Em segundo lugar, há os momentos que envolveram a comunidade escolar, não deixando ninguém indiferente, com destaque para a luta dos estudantes da alínea de Económicas contra o sistema de aprendizagem e avaliação decorrente da sua inclusão no regime de estágios. Houve uma ruptura no sistema, entre estudantes e autoridade central do Ministério, e a escola reagiu como um bloco procurando por diversos meios proteger e defender os seus. Isto em 1972, se não erro.
O 25 de Abril teve no PAV um impacte formidável, em larga medida porque o liceu tinha experimentado solidariedades activas antes de 1974 e no seu corpo de alunos contavam-se alguns dos jovens mais politizados do ensino secundário português da altura. Foi um período de alguma turbulência, sobretudo no plano da gestão, muito participada e, por isso, envolvendo muitos desafios e riscos. Foi no PAV que arrancou o processo de reposição da coeducação no ensino secundário liceal.
O Carvalho Neves, em cujos ombros assentou, para o melhor e o pior, a responsabilidade de tecer os novos equilíbrios surgidos dos impulsos contraditórios entre o Ministério, a comunidade escolar, e a sociedade, poderá falar desses tempos de aprendizagem da democracia e da controvérsia. Como todos os tempos de mudança brusca, houve problemas mal respondidos e houve problemas que soubemos transformar em oportunidades.
A gestão nunca me tentou, estive na altura envolvido na luta sindical, mas acompanhei de perto algumas fases da complexa procura de um novo modelo de direcção. Estive sim directamente envolvido na revisão dos programas, designadamente no de Vida Política, que substituíu a antiga e ingrata OPAN que tantas horas de aula me consumira.
O PAV foi, nos tempos conturbados do PREC, uma referência, sobretudo porque o basismo dominante, e a cultura autonómica se desenvolveram mais do que noutros locais e resistiram muito tempo à inversão de tendência e ao "regresso à normalidade". Isso aliás também lhe trouxe um conjunto de provocações muito desgastante.
Uma palavra final sobre o que aprendi no PAV e só no PAV aprendi:
- que é fundamental desenvolver numa escola uma cultura de identidade, baseada em factores tradicionais como o prestígio do seu corpo docente, mas também na participação e na capacidade de coordenação pedagógica;
- que o quotidiano escolar tem que ser enriquecido com a disponibilidade para gerar projectos abertos de pesquisa e de debate, inter e intradisciplinares; há que reorientar a vocação da escola para os valores e não apenas para os comportamentos;
- que o tempo de estudante é essencial para o nosso futuro como pessoas e como cidadãos e por isso é indispensável que o espaço escolar permita ao jovem ser mais criativo e mais participativo, mais livre.

3 comentários:

Anónimo disse...

Brilhante memória e análise...

Um abraço emocionado de um ex aluno, em 74 com 14/15 anos.

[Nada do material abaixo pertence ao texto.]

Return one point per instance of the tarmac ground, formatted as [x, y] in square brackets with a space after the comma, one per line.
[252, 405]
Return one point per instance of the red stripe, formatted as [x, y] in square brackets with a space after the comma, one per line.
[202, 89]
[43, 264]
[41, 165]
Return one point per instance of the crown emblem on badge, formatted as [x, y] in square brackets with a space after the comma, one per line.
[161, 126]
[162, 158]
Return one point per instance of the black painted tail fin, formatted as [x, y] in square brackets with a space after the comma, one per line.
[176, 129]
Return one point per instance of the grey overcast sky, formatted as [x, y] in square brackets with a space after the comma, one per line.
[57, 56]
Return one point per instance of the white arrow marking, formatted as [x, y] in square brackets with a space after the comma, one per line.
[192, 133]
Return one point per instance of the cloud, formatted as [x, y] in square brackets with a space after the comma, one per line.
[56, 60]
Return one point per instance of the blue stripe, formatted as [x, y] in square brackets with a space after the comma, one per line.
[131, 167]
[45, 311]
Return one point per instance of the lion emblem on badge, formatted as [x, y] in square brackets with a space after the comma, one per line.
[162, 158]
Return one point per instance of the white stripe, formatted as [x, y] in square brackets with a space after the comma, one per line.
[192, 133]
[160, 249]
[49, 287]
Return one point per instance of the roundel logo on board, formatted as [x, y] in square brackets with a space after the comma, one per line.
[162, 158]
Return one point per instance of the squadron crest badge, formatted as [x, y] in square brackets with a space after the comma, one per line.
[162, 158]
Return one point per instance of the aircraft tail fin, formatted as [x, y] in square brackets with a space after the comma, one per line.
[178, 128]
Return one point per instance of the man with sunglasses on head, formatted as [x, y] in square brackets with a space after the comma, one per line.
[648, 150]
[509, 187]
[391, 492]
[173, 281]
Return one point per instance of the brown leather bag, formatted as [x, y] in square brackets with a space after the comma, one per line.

Hoje um cidadão activo em defesa da cidadania e das manhãs claras de Abril.

Francisco Colaço

Professor ÁLVARO MONTEIRO, PhD disse...

Olá, fui aluno do PAV entre 1972 e 1977. recordo Professores como Fisiquinhas, a Profª Loira de português (na época uma Miss) e Colegas como Clotilde, Susana, Isaura, Guedes, Arnaldo,...estes já no final. Nesse tempo meu pseudónimo era DOMECQ.
Ideal será reencontrar Colegas e Hoje tb Colegas Professores.
Abraços AM - www.alvaromonteiro.com.br

Anónimo disse...

Entrei no Padre António Vieira em 67 ainda para o 1º ano. Não havia ainda ciclo preparatório. Saí em 74.